Remarkably ineffective investigations
“No proof, no case,” lawyers often say. The common feature in disappearances of journalists is the remarkably ineffective way the authorities investigate them, with a carelessness often bordering on sabotage. The families of the victims are all the more helpless when, as is often the case, the perpetrators are capable of putting pressure on witnesses and investigators and even getting the case closed.
The case of
Ahmed Rilwan Abdulla in the Maldives is instructive. This reporter for
Minivan News, an independent online newspaper, disappeared on August 8, 2014. He was known for covering the three subjects that make people angry in this island state – religion, politics, and the environment. After he was reported missing, the authorities waiting 29 hours before going to his apartment and 11 days before visiting his office. The police “forgot” to tell his family that they found a knife at the place where he is thought to have disappeared. They reluctantly acknowledged recently that he might have been kidnapped by an extremist group, but refrained from going into any detail.

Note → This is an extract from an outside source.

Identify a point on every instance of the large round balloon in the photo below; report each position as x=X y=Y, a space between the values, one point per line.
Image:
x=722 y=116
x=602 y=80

Even when they are not directly implicated in their disappearance, the authorities assign journalists blame for their own fate. Their refusal to assist then becomes a way of dissuading fellow journalists from “putting their noses where they shouldn’t.” For three years, Tunisian civil society and human rights groups have been condemning the passivity and indifference surrounding the disappearance of Tunisian journalists Sofiane Chourabi and Nadhir Guetari in Libya on September 8, 2014. In Tunis, the main measure taken by the authorities was to announce the creation of a mixed commission of enquiry a year after their disappearance. This commission has yet to materialize.
In Colombia, the police did little to find
Borja Lázaro, a Spanish freelance photographer who disappeared in the early hours of January 8, 2014 in a drug-trafficking region where former paramilitaries operate. Although the Spanish authorities interceded, the investigation drew a complete blank and is now officially closed.
Not letting the victims be forgotten
Dawit Isaak is a journalist with Swedish and Eritrean dual nationality who helped found the Eritrean newspaper
Setit and was awarded UNESCO’s Guillermo Cano World Press Freedom Prize in 2017. He was arrested along with ten other journalists on trumped-up terrorism charges in 2011 and has been held incommunicado ever since, without access to his family or lawyers. Information obtained by RSF suggests that seven of these 11 journalists have already died in detention. According to the account of a former prison guard in 2010, the last time Isaak was seen alive, the journalists had been kept in inhuman conditions – handcuffed, isolated, and exposed to terrible heat.
RSF has undertaken countless initiatives to prevent Isaak’s case from being forgotten, including a petition in 2002, many press releases and several appeals to the European Parliament. RSF sent an appeal to Eritrea’s constitutional court in 2011 but never received a response. In 2012, RSF referred the case to the
African Commission on Human and Peoples’ Rights. Last year, RSF wrote an open letter to President Issayas Afeworki and recently launched a
second petition for Isaak’s release.
In 2015, RSF formally referred the disappearances of journalists in ten countries to
the UN Working Group on Enforced or Involuntary Disappearances. This entity’s findings must remain confidential in order to ensure the effectiveness of its investigations and the safety of the victims, but RSF stresses the importance of its work behind the scenes in centralizing cases of disappearances and in pressuring states with the aim of obtaining releases. RSF urges governments to provide the Working Group with the resources it needs to perform its mission.